To take a small example, NM_007102. Download in GenBank format and try the following code:
#!/usr/bin/perl -w
use strict;
use Bio::SeqIO;
use Data::Dumper;
my @exons;
my $file = "NM_007102.gb";
my $seqio = Bio::SeqIO->new(-file => $file, -format => "genbank");
my $seq = $seqio->next_seq;
for my $feat($seq->get_SeqFeatures) {
if($feat->primary_tag eq "exon") {
push(@exons, $feat->location);
}
}
print Dumper @exons;
Result:
$VAR1 = bless( {
'_strand' => 1,
'_seqid' => 'NM_007102',
'_location_type' => 'EXACT',
'_start' => '1',
'_end' => '120',
'_root_verbose' => 0
}, 'Bio::Location::Simple' );
$VAR2 = bless( {
'_strand' => 1,
'_seqid' => 'NM_007102',
'_location_type' => 'EXACT',
'_start' => '121',
'_end' => '307',
'_root_verbose' => 0
}, 'Bio::Location::Simple' );
$VAR3 = bless( {
'_strand' => 1,
'_seqid' => 'NM_007102',
'_location_type' => 'EXACT',
'_start' => '308',
'_end' => '597',
'_root_verbose' => 0
}, 'Bio::Location::Simple' );
You'll see that the exons are contiguous.
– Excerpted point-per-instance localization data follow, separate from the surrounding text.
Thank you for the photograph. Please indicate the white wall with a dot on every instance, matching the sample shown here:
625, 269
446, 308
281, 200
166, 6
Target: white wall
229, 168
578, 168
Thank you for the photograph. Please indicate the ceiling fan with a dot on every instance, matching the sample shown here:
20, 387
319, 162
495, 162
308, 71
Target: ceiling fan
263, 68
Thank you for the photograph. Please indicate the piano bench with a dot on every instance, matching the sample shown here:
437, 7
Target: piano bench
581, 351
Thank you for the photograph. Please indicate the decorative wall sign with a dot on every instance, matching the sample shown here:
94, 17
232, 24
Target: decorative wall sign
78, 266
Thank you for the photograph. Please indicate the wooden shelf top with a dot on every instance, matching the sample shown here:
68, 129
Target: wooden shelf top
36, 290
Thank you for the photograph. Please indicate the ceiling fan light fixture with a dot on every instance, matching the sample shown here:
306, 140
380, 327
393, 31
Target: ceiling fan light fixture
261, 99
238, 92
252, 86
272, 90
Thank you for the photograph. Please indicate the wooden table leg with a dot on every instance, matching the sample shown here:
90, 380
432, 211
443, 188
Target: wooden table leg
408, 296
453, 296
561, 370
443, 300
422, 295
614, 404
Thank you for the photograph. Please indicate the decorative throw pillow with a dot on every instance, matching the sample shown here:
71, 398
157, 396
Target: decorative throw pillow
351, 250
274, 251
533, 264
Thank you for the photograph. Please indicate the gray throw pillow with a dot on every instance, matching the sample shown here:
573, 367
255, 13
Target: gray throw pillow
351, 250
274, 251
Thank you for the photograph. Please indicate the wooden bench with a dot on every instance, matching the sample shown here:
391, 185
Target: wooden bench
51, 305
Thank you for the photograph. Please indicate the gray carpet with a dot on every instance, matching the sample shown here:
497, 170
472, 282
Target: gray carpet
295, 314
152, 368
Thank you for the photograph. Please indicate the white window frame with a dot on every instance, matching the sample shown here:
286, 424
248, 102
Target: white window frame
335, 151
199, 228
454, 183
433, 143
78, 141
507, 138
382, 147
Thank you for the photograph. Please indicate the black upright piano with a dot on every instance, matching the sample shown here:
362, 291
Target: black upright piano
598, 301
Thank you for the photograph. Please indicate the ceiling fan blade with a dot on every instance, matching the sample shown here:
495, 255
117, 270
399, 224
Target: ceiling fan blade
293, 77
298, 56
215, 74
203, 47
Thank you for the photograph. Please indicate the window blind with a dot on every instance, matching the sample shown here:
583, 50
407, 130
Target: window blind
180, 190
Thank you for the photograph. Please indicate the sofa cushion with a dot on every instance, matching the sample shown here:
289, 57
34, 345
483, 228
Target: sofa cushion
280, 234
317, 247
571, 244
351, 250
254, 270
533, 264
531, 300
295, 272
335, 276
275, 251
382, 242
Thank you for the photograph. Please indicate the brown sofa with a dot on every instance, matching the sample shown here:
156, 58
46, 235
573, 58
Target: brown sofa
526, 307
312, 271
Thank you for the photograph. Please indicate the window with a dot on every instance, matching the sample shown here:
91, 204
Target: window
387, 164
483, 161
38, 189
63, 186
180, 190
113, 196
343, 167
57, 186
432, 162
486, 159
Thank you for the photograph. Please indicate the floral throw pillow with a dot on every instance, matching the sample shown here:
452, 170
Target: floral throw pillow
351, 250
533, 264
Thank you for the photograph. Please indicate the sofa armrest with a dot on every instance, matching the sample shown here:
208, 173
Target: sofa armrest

Without information on intron coordinates, this cannot be mapped back to the chromosome.
The only answer I have just now is that I feel your pain. I just spent a couple of hours trying to make this module do something...hope to have an actual answer before too long!
Let's hope so...
Does anyone know if there is a bioperl cookbook for these modules?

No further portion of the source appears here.